As vendas continuaram crescendo em setembro, de acordo com pesquisa feita pelo Departamento de Economia e Estatística do Secovi-SP.  Foram comercializadas 1.943 unidades, o que representa um crescimento de 6,8% em relação ao mesmo mês do ano passado. No entanto, quando comparado com as 2.581 unidades vendidas em agosto, o resultado foi 24,7% inferior. No acumulado do ano (janeiro a setembro), foram contabilizadas 18.067 vendas, um aumento de 41,0% em comparação ao mesmo período do ano passado, quando as vendas totalizaram 12.810 unidades.

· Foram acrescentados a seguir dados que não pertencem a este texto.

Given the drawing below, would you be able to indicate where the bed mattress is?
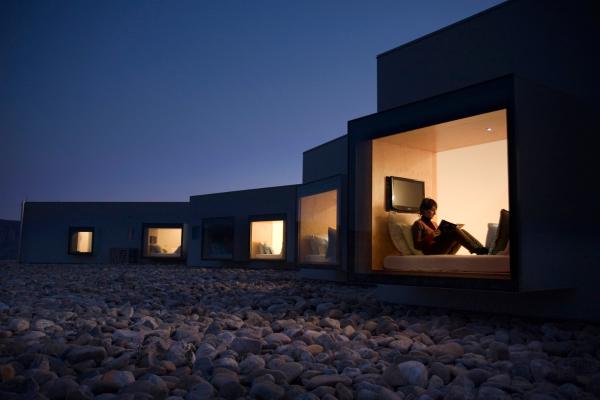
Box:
[383,255,510,273]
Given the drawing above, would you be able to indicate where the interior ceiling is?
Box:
[377,110,506,153]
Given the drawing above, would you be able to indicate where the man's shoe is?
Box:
[475,247,490,256]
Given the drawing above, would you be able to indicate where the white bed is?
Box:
[383,255,510,274]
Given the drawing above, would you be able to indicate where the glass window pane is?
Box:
[69,228,94,254]
[77,232,93,253]
[250,220,285,260]
[298,190,338,264]
[144,228,182,258]
[202,218,233,260]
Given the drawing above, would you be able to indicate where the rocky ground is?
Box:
[0,263,600,400]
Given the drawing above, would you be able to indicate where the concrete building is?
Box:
[21,0,600,320]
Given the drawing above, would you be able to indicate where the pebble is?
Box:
[0,262,600,400]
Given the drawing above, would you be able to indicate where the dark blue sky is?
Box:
[0,0,502,219]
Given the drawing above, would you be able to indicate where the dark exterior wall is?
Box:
[302,135,348,183]
[377,0,600,111]
[20,202,189,264]
[187,185,297,267]
[0,219,21,260]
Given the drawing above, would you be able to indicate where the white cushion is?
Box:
[388,212,423,255]
[485,222,498,251]
[308,235,329,256]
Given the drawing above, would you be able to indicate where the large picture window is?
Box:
[298,189,338,264]
[202,218,234,260]
[69,227,94,255]
[250,219,285,260]
[144,225,183,258]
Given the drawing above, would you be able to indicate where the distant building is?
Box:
[20,0,600,320]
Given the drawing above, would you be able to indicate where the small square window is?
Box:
[298,189,339,264]
[69,227,94,255]
[144,225,183,258]
[250,219,285,260]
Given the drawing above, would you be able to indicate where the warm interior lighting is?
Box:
[250,220,284,259]
[70,231,94,254]
[77,232,92,253]
[298,190,338,264]
[146,228,182,257]
[371,109,509,269]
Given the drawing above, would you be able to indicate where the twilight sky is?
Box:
[0,0,502,219]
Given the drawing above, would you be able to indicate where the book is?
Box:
[438,219,465,232]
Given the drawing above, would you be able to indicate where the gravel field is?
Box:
[0,262,600,400]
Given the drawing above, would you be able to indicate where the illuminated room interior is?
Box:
[298,190,338,264]
[144,228,182,257]
[371,110,509,278]
[70,231,94,254]
[250,220,285,260]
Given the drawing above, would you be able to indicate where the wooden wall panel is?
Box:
[371,140,437,270]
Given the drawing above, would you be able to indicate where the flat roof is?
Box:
[377,0,508,58]
[190,183,299,200]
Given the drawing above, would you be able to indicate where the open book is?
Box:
[438,219,465,232]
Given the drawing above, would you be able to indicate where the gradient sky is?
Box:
[0,0,502,219]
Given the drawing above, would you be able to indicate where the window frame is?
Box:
[67,226,96,256]
[296,175,345,270]
[247,214,288,263]
[140,223,185,261]
[200,216,235,261]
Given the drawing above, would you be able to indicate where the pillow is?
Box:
[388,218,411,256]
[401,224,423,256]
[498,240,510,256]
[308,235,328,256]
[485,223,498,251]
[491,209,510,254]
[327,227,337,260]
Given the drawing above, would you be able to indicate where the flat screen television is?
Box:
[385,176,425,213]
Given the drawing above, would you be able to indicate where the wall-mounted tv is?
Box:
[385,176,425,213]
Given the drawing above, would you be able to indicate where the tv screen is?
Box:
[385,176,425,213]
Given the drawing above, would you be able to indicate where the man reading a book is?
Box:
[412,197,488,255]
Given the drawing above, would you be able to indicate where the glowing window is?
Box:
[250,220,285,260]
[298,190,338,264]
[144,226,183,258]
[69,228,94,254]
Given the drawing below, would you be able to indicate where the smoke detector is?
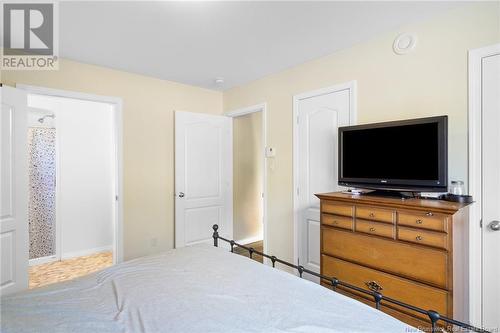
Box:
[392,33,417,55]
[214,77,224,86]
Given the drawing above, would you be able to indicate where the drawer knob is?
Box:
[365,281,384,293]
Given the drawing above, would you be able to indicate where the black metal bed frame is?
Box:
[212,224,490,333]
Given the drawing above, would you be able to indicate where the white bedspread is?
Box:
[1,246,415,333]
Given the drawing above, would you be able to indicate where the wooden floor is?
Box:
[234,241,263,263]
[29,252,113,289]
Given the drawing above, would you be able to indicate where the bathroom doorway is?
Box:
[22,88,125,288]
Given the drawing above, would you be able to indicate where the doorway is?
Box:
[175,104,267,251]
[20,87,122,288]
[469,44,500,331]
[226,104,266,263]
[293,81,356,283]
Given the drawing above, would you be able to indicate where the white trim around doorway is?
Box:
[468,44,500,327]
[293,80,358,264]
[16,84,123,264]
[224,103,269,264]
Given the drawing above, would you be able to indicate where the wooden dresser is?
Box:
[317,193,468,327]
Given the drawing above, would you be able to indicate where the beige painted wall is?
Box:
[0,60,222,259]
[224,2,500,259]
[233,112,264,240]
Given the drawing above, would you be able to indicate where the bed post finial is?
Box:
[212,224,219,247]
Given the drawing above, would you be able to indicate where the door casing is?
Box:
[468,44,500,327]
[293,80,357,274]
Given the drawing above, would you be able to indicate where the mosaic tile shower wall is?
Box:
[28,128,56,259]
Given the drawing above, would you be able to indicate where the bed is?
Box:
[1,245,418,333]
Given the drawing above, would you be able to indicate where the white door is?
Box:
[294,85,354,282]
[0,86,28,295]
[481,53,500,331]
[175,111,233,247]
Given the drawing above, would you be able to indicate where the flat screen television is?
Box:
[338,116,448,192]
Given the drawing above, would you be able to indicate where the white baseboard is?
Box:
[61,245,113,260]
[235,235,264,245]
[28,255,57,266]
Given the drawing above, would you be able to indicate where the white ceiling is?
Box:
[59,1,457,90]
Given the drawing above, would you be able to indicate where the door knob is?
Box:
[488,221,500,231]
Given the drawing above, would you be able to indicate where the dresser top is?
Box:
[316,192,467,214]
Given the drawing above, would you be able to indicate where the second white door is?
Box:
[294,84,354,282]
[175,111,233,247]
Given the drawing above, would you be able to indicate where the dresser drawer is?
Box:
[356,219,396,238]
[321,201,354,217]
[356,206,396,223]
[398,211,448,232]
[321,214,353,230]
[321,255,451,319]
[398,227,448,249]
[321,227,451,289]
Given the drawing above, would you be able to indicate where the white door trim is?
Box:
[468,44,500,327]
[16,84,123,264]
[224,103,269,256]
[292,80,357,264]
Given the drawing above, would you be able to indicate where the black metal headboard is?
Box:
[212,224,490,333]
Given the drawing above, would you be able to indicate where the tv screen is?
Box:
[339,116,447,191]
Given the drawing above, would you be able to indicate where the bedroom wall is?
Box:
[233,112,264,241]
[0,60,222,259]
[224,2,500,260]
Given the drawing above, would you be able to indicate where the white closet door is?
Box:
[175,111,233,247]
[482,54,500,330]
[0,86,29,295]
[295,84,353,282]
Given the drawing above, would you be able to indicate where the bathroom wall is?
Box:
[28,95,115,258]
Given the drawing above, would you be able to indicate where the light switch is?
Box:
[266,147,276,157]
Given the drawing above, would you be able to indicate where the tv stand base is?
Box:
[362,190,415,200]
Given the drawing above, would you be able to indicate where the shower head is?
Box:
[38,114,56,124]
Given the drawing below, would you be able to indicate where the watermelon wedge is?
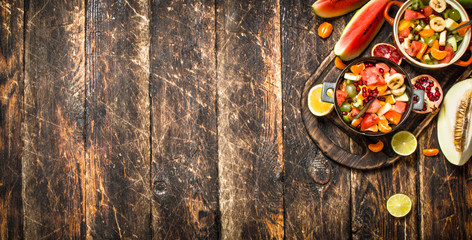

De acordo com dados da Embraesp (Empresa Brasileira de Estudos de Patrimônio), a cidade de São Paulo registrou, em setembro, o lançamento de 2.173 unidades residenciais, resultado 54,1% superior aos lançamentos de agosto (1.410 unidades) e 8,9% abaixo dos de setembro de 2017 (2.386 unidades).

Importante notar que os lançamentos do ano continuam inferiores às vendas. No acumulado do período de janeiro a setembro, foram 14.280 unidades lançadas diante de 18.067 unidades vendidas. “Esse movimento leva à redução da oferta disponível para venda, gerando pressão nos preços dos imóveis, que podem ser reajustados. Além disso, o estoque de unidades tem registrado sucessivas quedas e já é menor do que a quantidade de imóveis vendidos no ano. Por isso, o melhor momento para comprar é agora”, recomenda Amary.